Stato – Nietzsche lo condanna in “Così parlò Zarathustra”, parte
prima, al §”Del nuovo idolo”, in termini anarchici – meno vaneggianti rispetto
agli altri profetici “così parlo Zarathustra”. Ma è vero che non si saprebbe
finora definirlo. Se non, probabilmente, solo al modo di Max Weber, come quello
che ha il monopolio legale della forza. La definizione giuridica di Jelinek è
solo negativa, dice le condizioni per avere uno Stato, ma non la sua natura (entelechia,
finalità) e il suo funzionamento: un territorio dai confini determinati, una
popolazione stanziata su questo territorio, un’autorità in grado di governare
popolo e territorio – e la lingua, la storia o cultura, il patrimonio etico-religioso
condiviso?
È nozione recente,
si dice anche, creata in Eiropa, a partire dal Duecento, attraverso la
demolizione-scomparsa dei regimi feudali, con l’autonomia urbana, delle “città-stato”,
e poi con l’emergere delle famiglie di ottimati, quindi principati. Fino a
Machiavelli, che ne accenna nel “Principe” come “dominio”. E a Bodin, che ne
delinea i contorni di potere assoluto – delinea i contorni della parola “Stato”.

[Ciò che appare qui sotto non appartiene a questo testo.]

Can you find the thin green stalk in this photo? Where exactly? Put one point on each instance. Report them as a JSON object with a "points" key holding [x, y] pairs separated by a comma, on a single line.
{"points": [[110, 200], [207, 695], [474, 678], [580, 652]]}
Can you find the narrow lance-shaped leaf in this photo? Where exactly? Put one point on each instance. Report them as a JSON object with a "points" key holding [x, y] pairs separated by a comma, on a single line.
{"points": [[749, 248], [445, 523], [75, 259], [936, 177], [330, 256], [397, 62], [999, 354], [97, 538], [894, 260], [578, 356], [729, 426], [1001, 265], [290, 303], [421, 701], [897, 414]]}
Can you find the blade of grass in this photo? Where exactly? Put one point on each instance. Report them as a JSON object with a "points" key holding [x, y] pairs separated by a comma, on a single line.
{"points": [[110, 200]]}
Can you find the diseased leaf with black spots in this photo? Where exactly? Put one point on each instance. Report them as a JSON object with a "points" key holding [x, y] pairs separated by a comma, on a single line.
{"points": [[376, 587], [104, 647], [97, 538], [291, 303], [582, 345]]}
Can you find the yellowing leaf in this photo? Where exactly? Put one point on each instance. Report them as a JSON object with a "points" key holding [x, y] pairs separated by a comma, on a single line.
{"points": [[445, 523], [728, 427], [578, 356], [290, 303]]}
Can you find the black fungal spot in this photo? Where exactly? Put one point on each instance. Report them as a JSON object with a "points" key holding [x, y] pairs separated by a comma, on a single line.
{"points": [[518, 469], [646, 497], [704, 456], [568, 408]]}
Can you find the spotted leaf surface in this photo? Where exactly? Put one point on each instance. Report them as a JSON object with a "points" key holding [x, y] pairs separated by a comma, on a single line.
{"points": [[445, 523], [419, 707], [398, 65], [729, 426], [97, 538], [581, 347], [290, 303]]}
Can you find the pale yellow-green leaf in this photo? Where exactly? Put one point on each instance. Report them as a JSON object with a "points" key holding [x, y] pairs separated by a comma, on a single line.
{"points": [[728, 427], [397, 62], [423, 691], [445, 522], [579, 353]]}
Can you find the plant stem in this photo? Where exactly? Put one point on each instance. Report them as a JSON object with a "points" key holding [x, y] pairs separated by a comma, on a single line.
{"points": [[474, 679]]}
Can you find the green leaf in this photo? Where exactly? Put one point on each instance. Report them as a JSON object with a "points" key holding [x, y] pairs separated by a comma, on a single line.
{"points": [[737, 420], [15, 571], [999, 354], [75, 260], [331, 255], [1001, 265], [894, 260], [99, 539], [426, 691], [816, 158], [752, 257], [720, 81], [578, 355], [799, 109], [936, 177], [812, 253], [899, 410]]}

Mentre nel Duecento i Normanni nel regno
del Sud creavano feudatari, proprio perché erano una famiglia regnante,
con l’autorità derivata dalla vecchia impalcatura
imperiale, seppure sempre più evanescente a petto della feudalità che essa
aveva creata. Lo Stato per eccellenza essendo stato in Occidente l’impero
romano. Alla pari degli imperi asiatici, ma fin dai tempi angusti dei re di
Roma, e forse di Romolo e Remo, i fratelli coltelli.
Lo Stato è una derivazione della condizione tribale. E dello spirito tribale, ancora più forte
della condizione. A cui può sopravvivere ancora a lungo. Uno spirito vivo anche
se non più in condizione d’identificarsi, non giuridicamente o politicamente.
Si vede dalla difficoltà che ha l’Europa di federarsi, malgrado gli enormi benefici che ne deriverebbe, dopo secoli di nazioni-Stato
indipendenti e armate l’una contro l’altra. O della Federazione Russa, risentita
ovunque, nelle aree di confine e anche in molte aree al suo interno, come un
impero conquistatore e devastatore – di spiriti tribali ancora resistenti, pur
dopo secoli di dominio russo.
Tribalismo – In fondo, le storie più largamente diffuse e comprese,
e anche amate, sono quelle di Omero, che sono – Erik Havelock –
“un’enciclopedia tribale”, di più tribù.
A suo modo ne fa la teorizzazione antropologica Vito Teti in “Restanza”, là dove dice casa quella in cui si è nati, si è cresciuti - fino ai riti di iniziazione, di maturità, sottinteso, ma sempre come condizione personale.
Viaggio – “Siamo tutti altrove. Siamo tutti esuli”,
l’antropologo Teti conclude così un excursus letterario sul tema del partire e
del tornare, o restare: “In esilio da un tempo che più non ci appartiene, da luoghi
che ci sono stati sottratti o da cui ci siamo allontanati”.
Il più affascinante
è del rimosso, nel noto o nel vissuto. Per proprie occorrenze, anche solo di vagheggiamento,
di passatempo, non per necessità di polizia o per protocollo di terapeuta. È il
tema di Claudio Magris, de “L’infinito viaggiare”: “ll noto e il familiare,
continuamente scoperti e arricchiti, sono la premessa dell’incontro e
dell’avventura”. Da qui il nomadismo, non di necessità – di Ulisse: “Il viaggio
più affascinante è un ritorno, un’odissea”.